Hart Heads To Hong Kong With A Win At Lamplight

Jun 5, 2008 - 10:00 PM

This young equestrian reigned over her competitors for three days to capture another title.

The pressure was doubled for Rebecca Hart at the USEF Para Equestrian National Championships and Paralympic Selection Trials, held concurrently at the Lamplight Equestrian Center in Wayne, Ill., May 17-18.

Hart wasn’t only competing for the championship title but also for one of the six slots on the 2008 U.S. Paralympic Equestrian Team.

“It’s been an ultimate goal of mine,” she said of the chance to represent the United States in Hong Kong. “I thought this year I had a really good chance.”

With her partner of four years, Norteassa, Hart fulfilled not one, but both of her goals. Consistent performances put her at the top for the title during the weekend, and Hart was officially named to the 2008 Paralympic team four days after her victory.

Thrilled to win the title as the 2008 USEF National Para Equestrian Champion, she anxiously awaited May 22 for the official announcement for the riders named to the team. Upon receiving the good news, she said, “I was so excited when I read the e-mail. I went into an afternoon of a phone fest and texting nonstop!”

At the competition, Hart finished ahead of veteran para equestrian rider and 2007 national champion, Lynn Seidemann on Phoenix B, whom Hart rode at the 2003 Para Equestrian World Championships
in Belgium.

“Coming into the competition, I wasn’t thinking about beating [Seidemann], just keeping my horse relaxed and focused. I wanted to do the best I possibly could,” said Hart.

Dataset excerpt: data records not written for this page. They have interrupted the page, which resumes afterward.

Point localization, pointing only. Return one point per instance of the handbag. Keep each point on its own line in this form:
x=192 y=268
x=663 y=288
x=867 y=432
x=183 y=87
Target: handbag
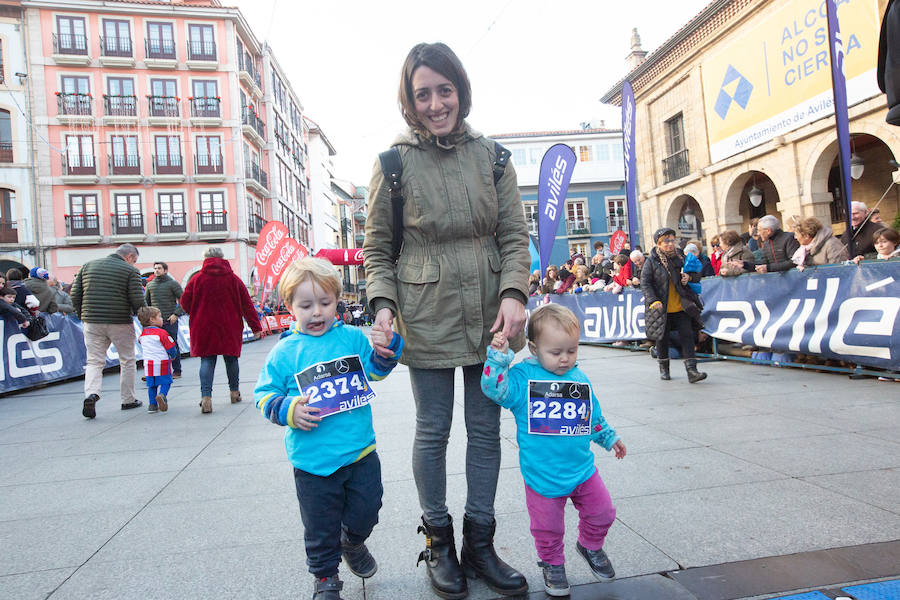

A grade II competitor, Hart’s tests require her to execute moves at a walk and trot. An initial score of 69.68 percent in the team test the first day put her behind Seidemann, but she turned in stronger performances in the next two phases, scoring a 74.09 percent in the individual championship test. Her strength in the freestyle phase didn’t go unnoticed, either, as she was rewarded with her highest score of the weekend, 74.81 percent, and the overall championship.

“I was feeling confident on Friday with him. Saturday, he was a little more amped, and I had a little more to work with,” she said of the 16-year-old Hanoverian gelding. “He gets excited by the music, but Sunday he was great.”

Winning isn’t new to Hart; she earned the same title at the 2006 Para Equestrian Championships in Gladstone, N.J., with her own Nordkap after the pair swept all three classes of the competition. The triumph does, however, mark one of her bigger victories with Norteassa.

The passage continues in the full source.